CHINA: Bond Futures Stay Calm as Markets Return from Leave. 

Feb-05 02:04
  • China’s bond futures showed little regard for the uncertainty abounding from the impending trade war.
  • Whilst equities are down, (Hang  Seng -1.15%, CSI 300 -0.30%) bonds futures are marginally lower at the open.
  • China’s 10YR Bond Mar 25 future is lower by -0.05 at 109.35
  • China’s 2YR Bond Mar25 future is lower by -.044 at 102.80
  • Prior to the Lunar New Year Break the 10YR future had bounced on the 20-day EMA and moved higher and remains above that technical level of 109.077.
  • China’s 2YR Bond future is trending below the 20-day EMA of 102.83 and is at the midpoint of it and the 50-day EMA of 102.78.
  • Economic data this week has been softer with PMI Manufacturing and PMI Services weaker, but likely impacted by the earlier than expected Lunar Holidays.
  • Over the coming weekend, China will release its January PPI data which is expected to show the deflationary pressures for producers remains a key issue. 

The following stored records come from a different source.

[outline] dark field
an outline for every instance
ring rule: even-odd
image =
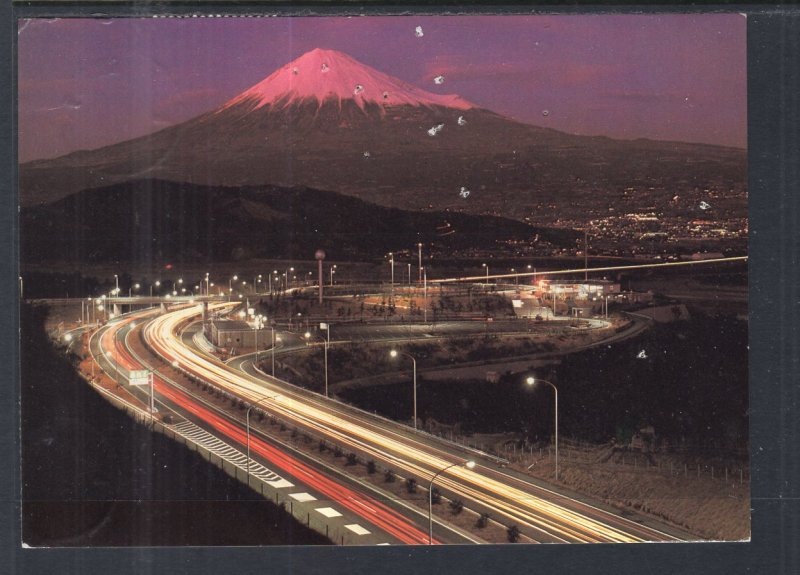
[[[31,546],[329,543],[100,398],[23,306],[22,540]]]
[[[638,357],[642,351],[646,357]],[[564,437],[623,443],[651,425],[669,445],[738,453],[747,448],[747,372],[747,323],[694,311],[689,321],[569,355],[535,375],[558,387]],[[498,383],[420,378],[419,415],[458,425],[461,433],[516,432],[549,441],[553,391],[530,388],[527,375],[505,374]],[[342,397],[387,417],[411,417],[409,382],[348,389]]]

CHINA: Caixin PMI Services Decline for January. 

Feb-05 01:57
  • China’s PMI Services for January declined to 51.0, from 52.2; likely impacted by the earlier than usual Lunar New Year Holiday.
  • This follows Monday’s release of the China PMI Manufacturing at 50.1.
  • The overall PMI composite saw a decline to 51.1 for January from 51.4 prior.
  • The PMI services result was the lowest reading since September and saw the employment component decline to 48.8 to mark the lowest contribution since April.
  • Additionally, the prices charged component saw a decline versus the prior month.
  • It is likely that this data release will be of little cause for concern due to the impact of the holidays.